Richard Gaffey forged documents to help American clients evade taxes and worked with lawyers at the Panamanian law firm Mossack Fonseca, prosecutors said.

A U.S. accountant who helped American residents evade taxes in a case exposed by the Panama Papers investigation has been sentenced to more than three years in prison.

Over a sometimes choppy internet connection on Thursday, federal judge Richard M. Berman in New York sentenced Richard Gaffey, 74, to jail.

Gaffey, a Massachusetts-based accountant, previously pleaded guilty to eight crimes, including conspiracy to commit tax evasion and defraud the United States. From 2000 to 2018, prosecutors said, Gaffey worked with others, including lawyers at the Panamanian law firm Mossack Fonseca, to evade paying income taxes to the United States. Mossack Fonseca’s 11.4 million leaked files formed the basis of the Panama Papers investigation, published in 2016 by the International Consortium of Investigative Journalists.

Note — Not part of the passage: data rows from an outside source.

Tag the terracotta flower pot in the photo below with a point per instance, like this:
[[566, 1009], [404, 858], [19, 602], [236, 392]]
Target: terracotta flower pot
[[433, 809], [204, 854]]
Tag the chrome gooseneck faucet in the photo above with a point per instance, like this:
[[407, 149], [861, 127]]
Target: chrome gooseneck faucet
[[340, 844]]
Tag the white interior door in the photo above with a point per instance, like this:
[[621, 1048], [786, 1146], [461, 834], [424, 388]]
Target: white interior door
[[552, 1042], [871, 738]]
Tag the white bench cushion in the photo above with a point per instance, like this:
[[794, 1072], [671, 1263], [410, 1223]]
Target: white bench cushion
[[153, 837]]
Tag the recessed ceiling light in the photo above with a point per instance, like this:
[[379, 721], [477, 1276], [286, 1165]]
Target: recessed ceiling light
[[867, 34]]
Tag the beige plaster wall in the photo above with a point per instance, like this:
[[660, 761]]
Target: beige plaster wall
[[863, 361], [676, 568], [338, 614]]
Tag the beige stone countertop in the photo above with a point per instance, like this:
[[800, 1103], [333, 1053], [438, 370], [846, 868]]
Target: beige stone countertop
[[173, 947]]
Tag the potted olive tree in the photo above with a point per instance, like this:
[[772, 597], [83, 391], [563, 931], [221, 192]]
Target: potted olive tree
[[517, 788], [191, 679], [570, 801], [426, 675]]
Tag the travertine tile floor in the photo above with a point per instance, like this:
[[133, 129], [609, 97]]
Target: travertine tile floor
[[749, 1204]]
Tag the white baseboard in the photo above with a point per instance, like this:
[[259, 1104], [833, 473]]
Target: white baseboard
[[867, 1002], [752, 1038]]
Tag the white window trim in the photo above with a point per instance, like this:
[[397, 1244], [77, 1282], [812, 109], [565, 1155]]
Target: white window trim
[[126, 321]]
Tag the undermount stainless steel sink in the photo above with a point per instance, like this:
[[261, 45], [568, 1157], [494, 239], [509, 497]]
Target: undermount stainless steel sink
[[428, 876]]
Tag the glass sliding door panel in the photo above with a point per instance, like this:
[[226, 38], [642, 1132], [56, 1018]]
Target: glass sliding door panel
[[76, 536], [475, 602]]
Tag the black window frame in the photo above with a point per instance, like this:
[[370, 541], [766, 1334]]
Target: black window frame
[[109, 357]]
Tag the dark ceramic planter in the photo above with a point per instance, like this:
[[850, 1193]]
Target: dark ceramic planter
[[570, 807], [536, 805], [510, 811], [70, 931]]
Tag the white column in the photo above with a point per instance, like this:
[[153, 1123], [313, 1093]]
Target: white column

Gaffey forged documents for clients that he submitted to the Internal Revenue Service, prosecutors said.

Richard Gaffey

“We just can’t have CPAs [certified public accountants] and attorneys and other professionals using their special skills and expertise so blatantly and obviously to violate the law for financial gain,” Berman said. “It’s that simple.”

One of Gaffey’s former clients, Harald Joachim von der Goltz, was sentenced to four years in prison on Tuesday.

Prosecutors described Gaffey’s work for von der Goltz and other U.S. taxpayers as a “calculated and prolonged effort” to mislead the IRS. “This was not a one-time mistake or fleeting lapse in judgement,” prosecutors said. Over the course of decades, Gaffey “made a conscious and deliberate choice to defraud the government.” Gaffey and his accounting firm earned more than half a million dollars in fees helping von der Goltz evade taxes, U.S. prosecutors said. Berman ordered Gaffey to pay $8.75 million in penalties.

Unlike von der Goltz, who spoke for six minutes during his sentencing to apologize and quote from the Bible, Gaffey declined to speak.

Gaffey’s attorney asked the judge to impose home confinement, claiming the grandfather was at risk of illness or death if jailed. Given COVID-19, the attorney said, “this is not a normal world.”

Berman said that Gaffey deserved incarceration, in part, to deter others.

“Everybody else in society has to be protected because the resources that would otherwise derive from these business affairs are short circuited, don’t get to the government, don’t get to the IRS,” Berman said, explaining the impact of tax evasion.

“In the large scheme of things, that money has to come from some place, which is the rest of society, in order to make our society able to function.”